When George Bush, in contrast, insists that it's simply a matter of terrorists "hating freedom," he not only reveals his own intellectual laziness, but he insults the intelligence of the free citizens of his own country, and the larger western world.

We're adults, not children (although Bush reading My Pet Goat on 9/11 is probably fitting--not only is he intellectually lazy, he is patronizing to an outrageous degree). Livingstone seems aware of this level of maturity, and treats Londoners as such--and, by extension, the rest of us, since we are ALL Londoners, we are ALL Madriders, and we are ALL New Yorkers. As adults, we need to recognize that juvenile barking--or, worse, lying to invade a country that had nothing to do with Al Qaeda's vicious attacks--not only won't solve the problem of terrorism, but instead will exacerbate it.

Oh, and to cite another post from Bad Attitudes, James Doolittle reminds us that the GOP didn't always opt for the moonbat approach:

While we hoped that popular revolt or coup would topple Saddam, neither the U.S. nor the countries of the region wished to see the breakup of the Iraqi state. We were concerned about the long-term balance of power at the head of the Gulf. Trying to eliminate Saddam, extending the ground war into an occupation of Iraq, would have violated our guideline about not changing objectives in midstream, engaging in “mission creep,” and would have incurred incalculable human and political costs …

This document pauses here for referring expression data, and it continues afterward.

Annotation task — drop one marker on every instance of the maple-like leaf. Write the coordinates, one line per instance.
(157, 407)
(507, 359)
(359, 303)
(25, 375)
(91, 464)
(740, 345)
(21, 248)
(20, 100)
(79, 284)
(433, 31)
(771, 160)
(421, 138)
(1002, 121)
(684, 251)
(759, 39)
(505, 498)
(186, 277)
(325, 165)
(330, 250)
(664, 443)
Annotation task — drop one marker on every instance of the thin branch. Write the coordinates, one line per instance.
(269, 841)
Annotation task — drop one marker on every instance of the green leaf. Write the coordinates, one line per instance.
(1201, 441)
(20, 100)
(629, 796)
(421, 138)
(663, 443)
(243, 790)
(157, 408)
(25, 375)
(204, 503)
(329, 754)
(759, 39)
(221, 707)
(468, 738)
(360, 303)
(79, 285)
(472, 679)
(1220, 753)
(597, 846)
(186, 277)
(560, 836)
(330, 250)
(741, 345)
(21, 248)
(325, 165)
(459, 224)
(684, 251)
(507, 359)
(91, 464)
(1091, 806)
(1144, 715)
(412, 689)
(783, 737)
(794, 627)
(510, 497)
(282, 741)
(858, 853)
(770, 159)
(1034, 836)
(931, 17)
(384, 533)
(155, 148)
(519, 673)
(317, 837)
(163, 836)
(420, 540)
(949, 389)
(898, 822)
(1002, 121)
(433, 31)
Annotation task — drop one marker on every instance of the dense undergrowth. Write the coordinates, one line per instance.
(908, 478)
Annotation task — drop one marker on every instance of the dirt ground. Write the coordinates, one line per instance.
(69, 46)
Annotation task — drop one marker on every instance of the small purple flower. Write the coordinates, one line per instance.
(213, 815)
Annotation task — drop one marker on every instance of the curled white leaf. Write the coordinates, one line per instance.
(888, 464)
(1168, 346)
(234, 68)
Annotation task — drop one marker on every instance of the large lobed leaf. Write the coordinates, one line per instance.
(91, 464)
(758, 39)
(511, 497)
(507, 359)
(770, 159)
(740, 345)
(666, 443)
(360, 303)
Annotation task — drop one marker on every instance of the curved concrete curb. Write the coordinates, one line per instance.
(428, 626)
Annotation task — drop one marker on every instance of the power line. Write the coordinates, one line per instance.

We would have been forced to occupy Baghdad and, in effect, rule Iraq. The coalition would instantly have collapsed, the Arabs deserting it in anger and other allies pulling out as well. Under those circumstances, furthermore, we had been self-consciously trying to set a pattern for handling aggression in the post-cold war world. Going in and occupying Iraq, thus unilaterally exceeding the U.N.’s mandate, would have destroyed the precedent of international response to aggression we hoped to establish. Had we gone the invasion route, the U.S. could conceivably still be an occupying power in a bitterly hostile land. It would have been a dramatically different — and perhaps barren — outcome.


Those are the words of--George Bush...the older one.